El intendente de la ciudad, de portentosa intuición política, amplió el horario de las visitas desde las seis de la tarde hasta las dos de la madrugada, y con tal motivo, tendió cables con luminarias por todas las calles internas, cuadruplicó el número de asientos para descanso de los visitantes, y en consonancia con estos progresos, distribuyó estratégicamente puestos de venta de chorizos, hamburguesas y gaseosas, carruseles para niños, pistas de automóviles infantiles, y hasta dormitorios nocturnos para los sin techo, en ostensible competencia con los atrios parroquiales.
En invierno estos adelantos satisfacían los intereses de los peregrinos, pero llegado el varano resultaron insuficientes y fue necesario expandir los beneficios. Hizo levantar pantallas televisivas gigantes en el perímetro del cementerio y amenizar las noches con filmes cada dos horas. Autorizó clubes de ajedrez, instaló mesas de ping-pong, quioscos de café y de helados, y por supuesto, instalaciones sanitarias por doquier.
En determinado momento, el cementerio se convirtió en un recinto gratuito de la felicidad, y donde había llanto hubo risas, y donde había silencio hubo bullicio. La prensa extranjera se ocupó de esta transformación y no faltó quien considerara al modelo porteño como un lugar de interés turístico. Las agencias de viajes incluyeron a la Chacarita entre los destinos más recomendados.
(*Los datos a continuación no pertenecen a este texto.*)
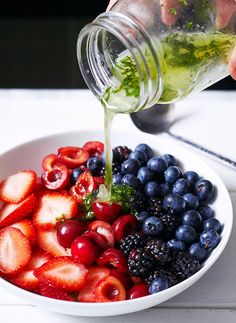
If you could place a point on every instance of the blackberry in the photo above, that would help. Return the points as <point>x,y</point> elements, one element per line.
<point>159,250</point>
<point>115,169</point>
<point>140,262</point>
<point>154,206</point>
<point>184,265</point>
<point>132,241</point>
<point>170,222</point>
<point>162,272</point>
<point>120,154</point>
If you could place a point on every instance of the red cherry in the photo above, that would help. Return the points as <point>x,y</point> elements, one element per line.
<point>123,226</point>
<point>68,231</point>
<point>109,289</point>
<point>114,258</point>
<point>106,211</point>
<point>83,250</point>
<point>138,290</point>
Llegó el momento en que el cementerio dejó de ser cementerio y se convirtió en un polo turístico. Vecinos, visitantes y turistas se regodeaban a toda hora en ese placentero lugar, más acogedor que otro sitios urbanos por las distracciones que proporcionaba. Los obreros de las cercanías iban a comer sus viandas a la Chacarita, mientras miraban las pantallas gigantes de televisión y se enteraban de los ofrecimientos comerciales, las intimidades de la logia de la farándula, la cotización del dólar en la Bolsa de Comercio y el pronóstico del tiempo. Los barrenderos enfundados en coloridos uniformes recogían el mínimo desperdicio caído al suelo, bandas musicales transitaban por las calles interiores entonando canciones de moda y mariachis importados rodeaban las mesas gratificando con sus cuerdas y bronces a quienes cumplían años o se despedían de la soltería.
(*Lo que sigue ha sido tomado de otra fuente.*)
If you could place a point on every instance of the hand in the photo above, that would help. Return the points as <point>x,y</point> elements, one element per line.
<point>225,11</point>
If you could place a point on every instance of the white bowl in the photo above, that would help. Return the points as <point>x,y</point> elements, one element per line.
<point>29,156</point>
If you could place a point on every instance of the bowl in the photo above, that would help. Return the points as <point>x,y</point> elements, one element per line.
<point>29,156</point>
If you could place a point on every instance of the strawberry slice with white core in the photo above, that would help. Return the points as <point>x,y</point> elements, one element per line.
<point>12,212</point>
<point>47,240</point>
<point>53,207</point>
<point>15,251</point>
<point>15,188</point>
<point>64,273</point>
Las viudas y viudos, y los huérfanos y huérfanas, comenzaron a fastidiarse al ver neutralizadas sus lágrimas por los vahos de alcohol ambiental, y sus dolientes silencios sofocados por la estridencia de los altavoces. Plantearon al intendente la incongruencia de estos fenómenos y le exigieron una urgente solución. El magistrado, ni lerdo ni perezoso, tomó la decisión salomónica de construir pabellones en el subsuelo y trasladar a ellos los ataúdes, al tiempo que dejaba a la libre disposición de los turistas y visitantes
lo construido con posterioridad.
Por esta razón en la actualidad la Chacarita es el único cementerio de dos niveles en el mundo, donde los parientes y deudos lloran primero en el subsuelo y se divierten a las carcajadas en el superior.